Duan Kuaikuai, Li Longchuan, Calhoun Vince D, Shultz Sarah
Marcus Autism Center, Children's Healthcare of Atlanta, Atlanta, Georgia, United States of America.
Emory University School of Medicine, Department of Pediatrics, Atlanta, Georgia, United States of America.
PLoS One. 2025 Jun 26;20(6):e0325844. doi: 10.1371/journal.pone.0325844. eCollection 2025.
Registering infant brain images is challenging, as the infant brain undergoes rapid changes in size, shape and tissue contrast in the first months of life.

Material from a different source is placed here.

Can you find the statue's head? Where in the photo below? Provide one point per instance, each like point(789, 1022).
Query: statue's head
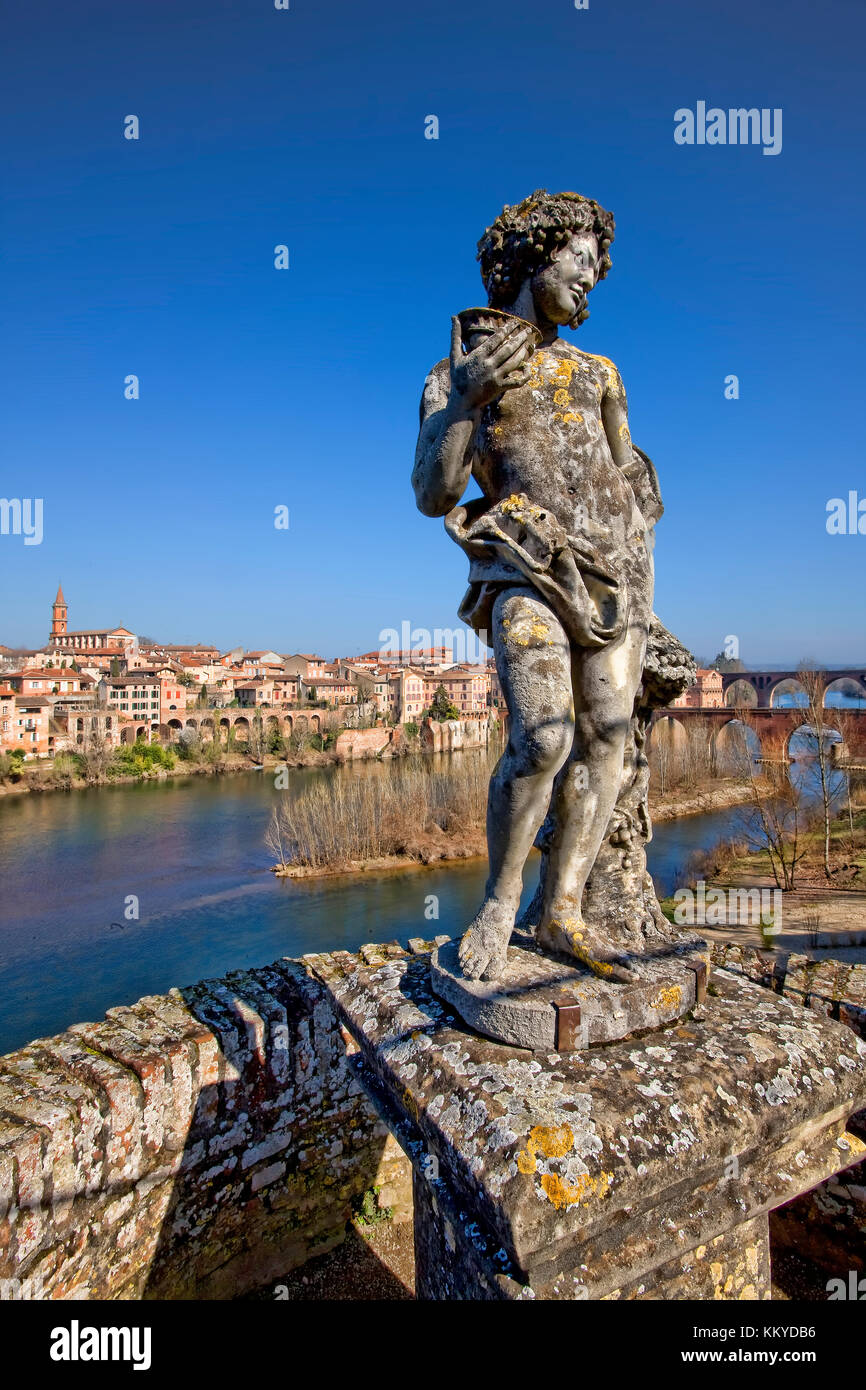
point(556, 242)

Diffusion tensor images (DTI) have relatively consistent tissue properties over the course of infancy compared to commonly used T1 or T2-weighted images, presenting great potential for infant brain registration. Moreover, groupwise registration using intermediate templates can reduce deformation and bias introduced by predefined atlases, but most methods use scalar (e.g., fractional anisotropy) images, which lack the microstructural orientation information in tensor images that can help differentiate brain structures and further improve infant image registration accuracy. Here, we propose an intermediate subgroup tensor template-based groupwise (IST-G tensor) registration approach to align infant tensor images to a sample-specific common space. First, tensor images are clustered into more homogenous subgroups using Louvain clustering based on image similarity. Within each subgroup, tensor images are aligned using DTI-toolkit to generate subgroup tensor templates, which are subsequently aligned to a sample-specific common space. Results show that our approach significantly improved registration accuracy both globally and locally compared to standard tensor-based and fractional anisotropy-based approaches. Clustering based on image similarity yielded significantly higher registration accuracy than no clustering and performed comparably to clustering by chronological age. By leveraging the consistency of features in tensor maps across early infancy and reducing deformation through intermediate subgroup tensor templates, our IST-G tensor registration framework facilitates more accurate alignment of longitudinal infant brain tensor images.
对婴儿脑部图像进行配准具有挑战性,因为婴儿大脑在生命的最初几个月里,其大小、形状和组织对比度会发生快速变化。与常用的T1或T2加权图像相比,扩散张量图像(DTI)在婴儿期的过程中具有相对一致的组织特性,这为婴儿脑部配准提供了巨大潜力。此外,使用中间模板进行分组配准可以减少预定义图谱引入的变形和偏差,但大多数方法使用标量(例如,分数各向异性)图像,这些图像缺乏张量图像中的微观结构方向信息,而这些信息有助于区分脑结构并进一步提高婴儿图像配准的准确性。在此,我们提出一种基于中间子组张量模板的分组(IST-G张量)配准方法,将婴儿张量图像对齐到特定样本的公共空间。首先,基于图像相似性,使用Louvain聚类将张量图像聚类为更均匀的子组。在每个子组内,使用DTI工具包对齐张量图像以生成子组张量模板,随后将这些模板对齐到特定样本的公共空间。结果表明,与基于标准张量和基于分数各向异性的方法相比,我们的方法在全局和局部上都显著提高了配准精度。基于图像相似性的聚类产生的配准精度明显高于无聚类,并且与按年龄顺序聚类相当。通过利用婴儿早期张量图中特征的一致性,并通过中间子组张量模板减少变形,我们的IST-G张量配准框架有助于更准确地对齐纵向婴儿脑张量图像。